Sadie jabbed at the man nearest her with the end of her parasol, causing him to jump to one side. More laughter followed.
‘We have a mutual acquaintance, Mrs Shawe.’
Sophy had no intention of holding a conversation with Rupert Forester-Smythe and stared at him without speaking.
‘A certain Toby Shawe?’ he carried on, undeterred. ‘And he’s been very . . . vocal about your – shall we say willingness – to show a fellow a good time.’
This was too much for Sadie. Using her parasol again she lunged at Forester-Smythe and prodded him in the stomach. ‘Get away, you foul-mouthed creatures!’ she hissed furiously, before using the light umbrella to clear a path to the first cab, the driver of which had jumped down from his seat behind the horse and was saying, ‘Can I be of any assistance, ladies?’
The group of young men were now hooting with laughter and blowing kisses to the two women as the cab driver assisted them into the carriage, but as it drew away Sophy caught a fleeting glimpse of Forester-Smythe’s face, and he wasn’t smiling like the others.
‘What are things coming to?’ Sadie was highly indignant and bristling like a porcupine. ‘I’d like to take their silver-topped canes and stick them where the sun don’t shine; that’d take the sm
iles off their silly faces and make their eyes pop, sure enough.’
Sophy had to smile. But the incident had shaken her. The more so now she had time to think about what the man had said. That Toby had been saying such things about her, hurt her to the quick – but perhaps she should have expected it.

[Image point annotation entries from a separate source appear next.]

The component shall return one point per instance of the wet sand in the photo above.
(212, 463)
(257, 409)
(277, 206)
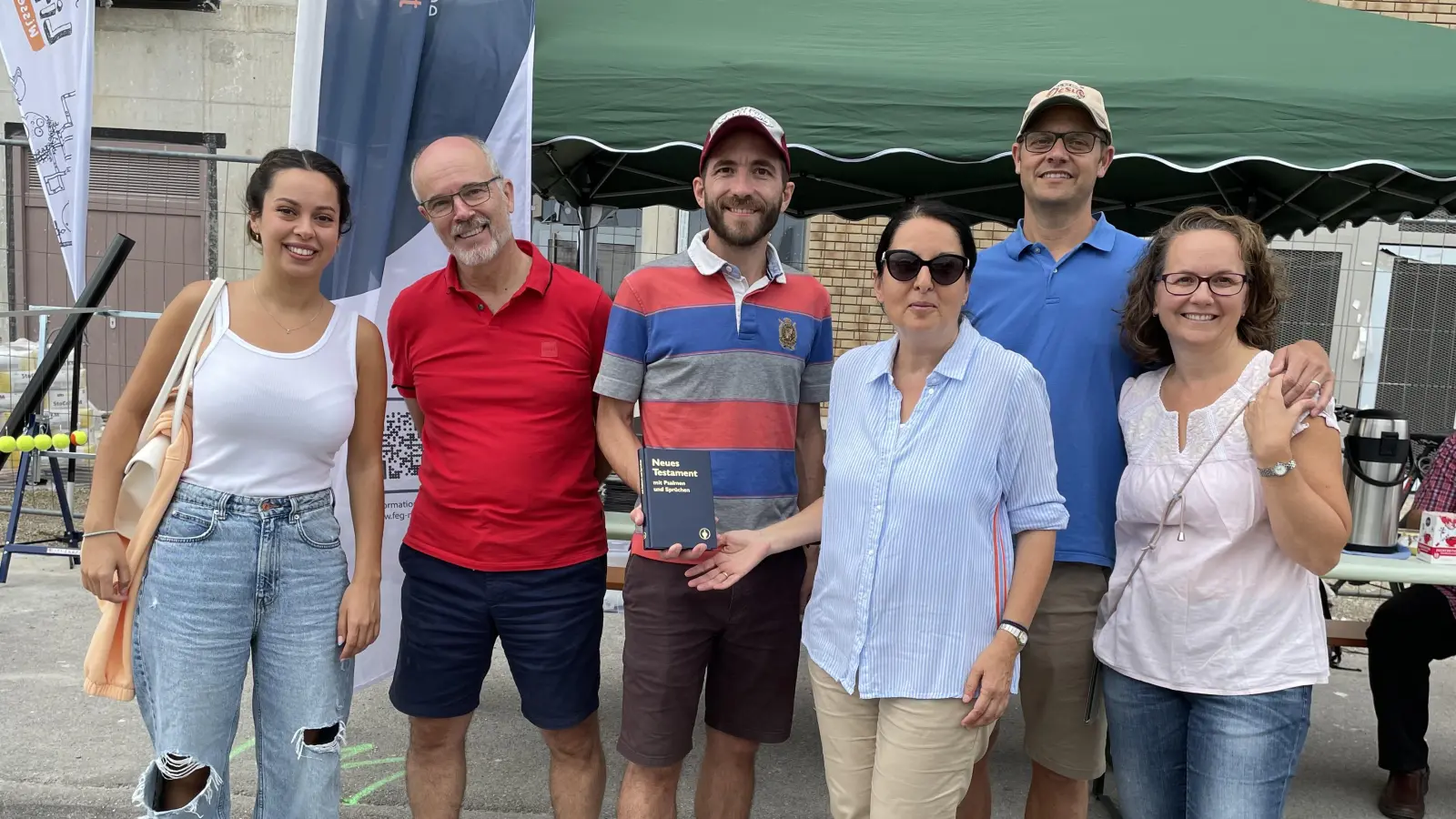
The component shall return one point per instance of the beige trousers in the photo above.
(895, 758)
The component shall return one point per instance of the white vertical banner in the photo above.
(50, 48)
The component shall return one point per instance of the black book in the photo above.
(677, 497)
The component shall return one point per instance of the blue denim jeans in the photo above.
(232, 579)
(1201, 756)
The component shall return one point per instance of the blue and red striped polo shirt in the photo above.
(723, 366)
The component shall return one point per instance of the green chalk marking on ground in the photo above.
(364, 763)
(373, 787)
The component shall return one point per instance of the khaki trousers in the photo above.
(895, 758)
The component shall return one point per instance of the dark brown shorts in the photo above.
(744, 640)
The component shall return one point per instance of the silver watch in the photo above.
(1016, 632)
(1279, 470)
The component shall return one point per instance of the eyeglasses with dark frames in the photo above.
(945, 268)
(472, 196)
(1188, 283)
(1077, 142)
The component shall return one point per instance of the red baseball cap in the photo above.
(744, 118)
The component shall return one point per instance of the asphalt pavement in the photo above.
(75, 756)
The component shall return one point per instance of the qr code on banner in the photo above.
(402, 446)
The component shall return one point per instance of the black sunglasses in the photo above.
(945, 268)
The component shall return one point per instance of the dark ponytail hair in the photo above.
(931, 208)
(293, 159)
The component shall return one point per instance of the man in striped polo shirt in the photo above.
(727, 350)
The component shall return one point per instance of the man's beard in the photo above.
(749, 237)
(477, 256)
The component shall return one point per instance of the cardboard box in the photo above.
(1438, 541)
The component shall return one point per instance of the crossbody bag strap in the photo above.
(1172, 501)
(184, 361)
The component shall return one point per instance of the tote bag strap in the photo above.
(186, 361)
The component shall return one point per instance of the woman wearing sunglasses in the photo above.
(938, 526)
(1230, 508)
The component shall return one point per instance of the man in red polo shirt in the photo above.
(495, 356)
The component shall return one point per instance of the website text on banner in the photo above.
(48, 51)
(357, 101)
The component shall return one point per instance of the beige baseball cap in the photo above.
(1067, 92)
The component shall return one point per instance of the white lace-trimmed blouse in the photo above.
(1223, 611)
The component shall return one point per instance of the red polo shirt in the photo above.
(507, 479)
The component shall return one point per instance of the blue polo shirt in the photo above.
(1063, 315)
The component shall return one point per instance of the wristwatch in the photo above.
(1279, 470)
(1016, 630)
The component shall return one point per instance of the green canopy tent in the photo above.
(1289, 111)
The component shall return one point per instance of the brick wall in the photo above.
(841, 252)
(1439, 12)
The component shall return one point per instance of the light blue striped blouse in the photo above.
(916, 552)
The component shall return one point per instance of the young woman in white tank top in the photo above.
(248, 564)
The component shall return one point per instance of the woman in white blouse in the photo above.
(938, 525)
(1212, 632)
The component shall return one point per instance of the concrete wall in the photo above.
(226, 72)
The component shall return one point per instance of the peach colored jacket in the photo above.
(108, 659)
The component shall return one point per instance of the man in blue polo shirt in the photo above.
(1053, 292)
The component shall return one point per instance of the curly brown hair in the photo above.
(1143, 336)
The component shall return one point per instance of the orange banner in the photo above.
(31, 22)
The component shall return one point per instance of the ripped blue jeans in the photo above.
(232, 579)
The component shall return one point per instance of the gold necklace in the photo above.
(276, 318)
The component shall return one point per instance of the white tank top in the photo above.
(271, 424)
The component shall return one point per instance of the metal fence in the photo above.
(182, 206)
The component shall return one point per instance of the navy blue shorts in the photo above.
(550, 624)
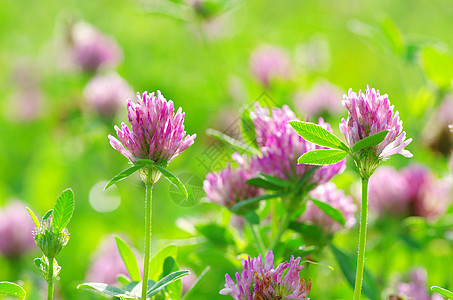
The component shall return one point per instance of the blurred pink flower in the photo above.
(106, 263)
(411, 192)
(323, 97)
(93, 50)
(107, 93)
(270, 62)
(16, 230)
(156, 132)
(416, 288)
(281, 146)
(228, 186)
(329, 194)
(256, 282)
(371, 113)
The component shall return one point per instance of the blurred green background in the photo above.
(200, 60)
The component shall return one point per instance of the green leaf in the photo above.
(34, 217)
(330, 211)
(12, 289)
(442, 291)
(317, 135)
(173, 179)
(165, 281)
(438, 67)
(348, 265)
(248, 128)
(158, 259)
(106, 289)
(197, 282)
(322, 157)
(128, 258)
(64, 208)
(370, 141)
(123, 175)
(239, 146)
(239, 205)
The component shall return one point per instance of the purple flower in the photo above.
(329, 193)
(107, 93)
(393, 199)
(228, 186)
(93, 50)
(323, 97)
(281, 146)
(256, 282)
(416, 287)
(270, 62)
(371, 113)
(106, 263)
(156, 133)
(16, 230)
(412, 192)
(429, 197)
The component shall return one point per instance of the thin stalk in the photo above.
(362, 240)
(257, 238)
(50, 280)
(281, 230)
(148, 231)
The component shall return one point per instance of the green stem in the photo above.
(50, 279)
(281, 230)
(257, 238)
(148, 224)
(362, 240)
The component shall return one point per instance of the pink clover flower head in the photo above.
(429, 197)
(16, 230)
(270, 62)
(106, 263)
(416, 287)
(267, 282)
(228, 186)
(328, 193)
(156, 132)
(105, 94)
(370, 113)
(281, 146)
(92, 49)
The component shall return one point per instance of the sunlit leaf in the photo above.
(322, 157)
(317, 135)
(12, 289)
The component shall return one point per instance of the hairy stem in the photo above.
(148, 224)
(362, 240)
(50, 279)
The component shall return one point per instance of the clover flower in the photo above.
(329, 193)
(107, 93)
(270, 62)
(416, 287)
(106, 263)
(156, 132)
(323, 97)
(256, 282)
(16, 230)
(281, 146)
(228, 186)
(371, 113)
(92, 49)
(411, 192)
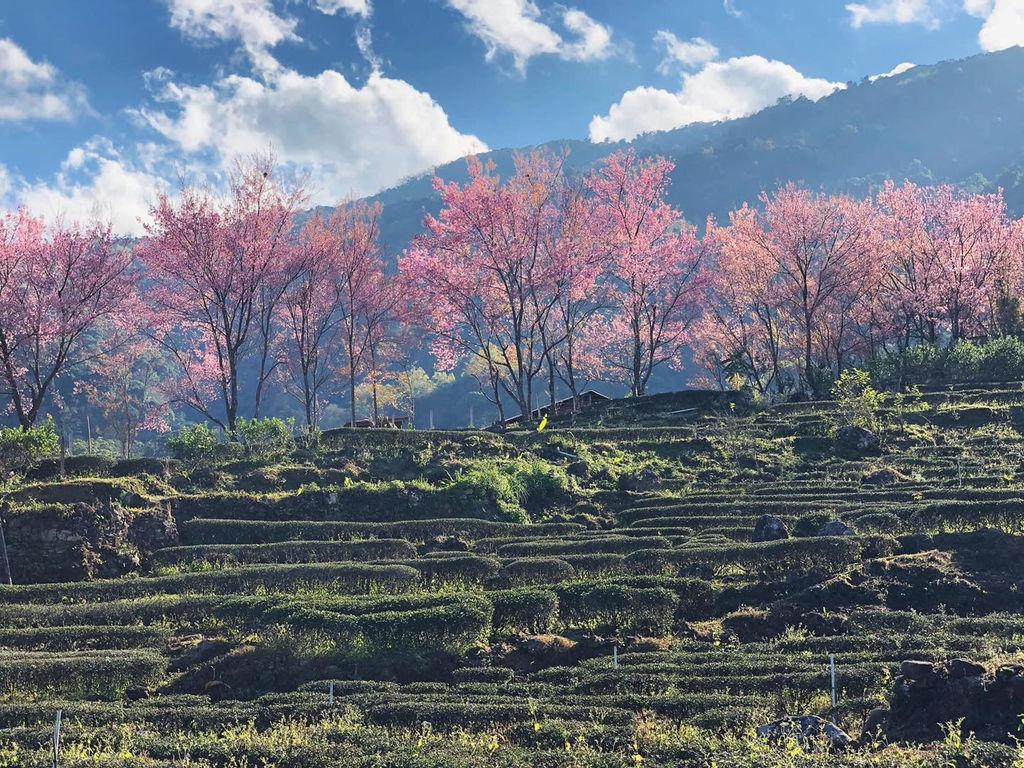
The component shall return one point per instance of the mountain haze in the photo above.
(957, 121)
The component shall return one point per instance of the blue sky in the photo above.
(104, 102)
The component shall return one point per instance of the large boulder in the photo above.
(769, 528)
(805, 729)
(855, 439)
(927, 696)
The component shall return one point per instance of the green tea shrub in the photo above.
(19, 449)
(810, 523)
(195, 444)
(530, 570)
(613, 606)
(523, 609)
(265, 439)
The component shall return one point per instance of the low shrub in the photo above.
(530, 570)
(524, 609)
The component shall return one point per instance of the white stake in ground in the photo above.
(832, 666)
(56, 740)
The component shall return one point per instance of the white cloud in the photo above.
(722, 90)
(255, 23)
(354, 7)
(897, 70)
(594, 38)
(35, 90)
(94, 181)
(1004, 26)
(893, 11)
(515, 28)
(979, 8)
(354, 140)
(509, 27)
(6, 184)
(689, 53)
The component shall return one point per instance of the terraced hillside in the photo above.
(608, 592)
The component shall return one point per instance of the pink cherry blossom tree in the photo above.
(657, 280)
(948, 252)
(59, 286)
(216, 268)
(340, 312)
(482, 282)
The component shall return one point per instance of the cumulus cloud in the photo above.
(731, 9)
(593, 38)
(94, 181)
(893, 11)
(255, 23)
(515, 28)
(722, 90)
(353, 7)
(5, 184)
(353, 140)
(35, 90)
(689, 53)
(1004, 26)
(897, 70)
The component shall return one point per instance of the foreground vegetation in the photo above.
(601, 593)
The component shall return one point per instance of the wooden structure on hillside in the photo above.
(584, 400)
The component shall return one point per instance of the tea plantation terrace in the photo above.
(630, 583)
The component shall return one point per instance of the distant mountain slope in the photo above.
(955, 121)
(958, 121)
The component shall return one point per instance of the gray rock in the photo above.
(857, 439)
(643, 480)
(836, 527)
(962, 668)
(916, 671)
(804, 728)
(769, 528)
(875, 724)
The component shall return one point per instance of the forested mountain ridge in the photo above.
(956, 121)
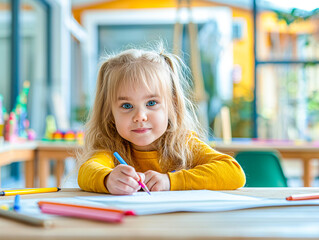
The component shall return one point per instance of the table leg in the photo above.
(43, 170)
(29, 173)
(307, 172)
(59, 171)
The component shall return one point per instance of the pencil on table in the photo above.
(26, 218)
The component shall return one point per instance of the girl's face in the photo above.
(141, 116)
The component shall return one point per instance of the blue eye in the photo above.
(127, 106)
(151, 103)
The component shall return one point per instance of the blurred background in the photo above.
(257, 58)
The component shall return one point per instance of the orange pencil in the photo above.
(125, 212)
(303, 197)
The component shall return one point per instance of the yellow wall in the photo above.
(243, 49)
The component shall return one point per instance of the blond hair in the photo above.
(171, 78)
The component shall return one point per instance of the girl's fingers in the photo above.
(129, 181)
(141, 176)
(129, 171)
(151, 183)
(123, 188)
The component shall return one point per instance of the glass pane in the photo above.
(34, 61)
(78, 94)
(5, 51)
(287, 33)
(288, 102)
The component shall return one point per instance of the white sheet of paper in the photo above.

She instructed the cab driver to take her straight to the theatre before he drove Sadie home, and as she was a little late she didn’t have time to dwell on the episode before the afternoon performance. In the interval before the evening show, several members of the cast, including Sophy, had a light meal brought in from a nearby restaurant, and the usual jocularity and clowning around from one or two of the younger members of the cast banished the last of her distress. If nothing else the incident had shown her she was right to distance herself from Toby, she told herself when she was back in her dressing room getting ready for the next performance. Not that she had doubted it. Yet, she asked herself, how could she have been so mistaken about the man with whom she had thought she would share the rest of her life? When she looked back over those first two or three years of their marriage, she could see a hundred different times when she should have realised what he was really like, but loving him as she had, she’d made countless excuses for him. Perhaps she herself had contributed to his decline into the habit which had mastered him body and soul? If she had challenged him earlier, forced him to get help, maybe he could have risen above his addiction? She had tried, heaven knows she had, but perhaps not hard enough . . .
The five-minute curtain call came and she mentally shook herself. Toby had made his decisions and nothing she had done or said could have persuaded him otherwise. She had loved him, she had genuinely adored him, but love hadn’t been enough.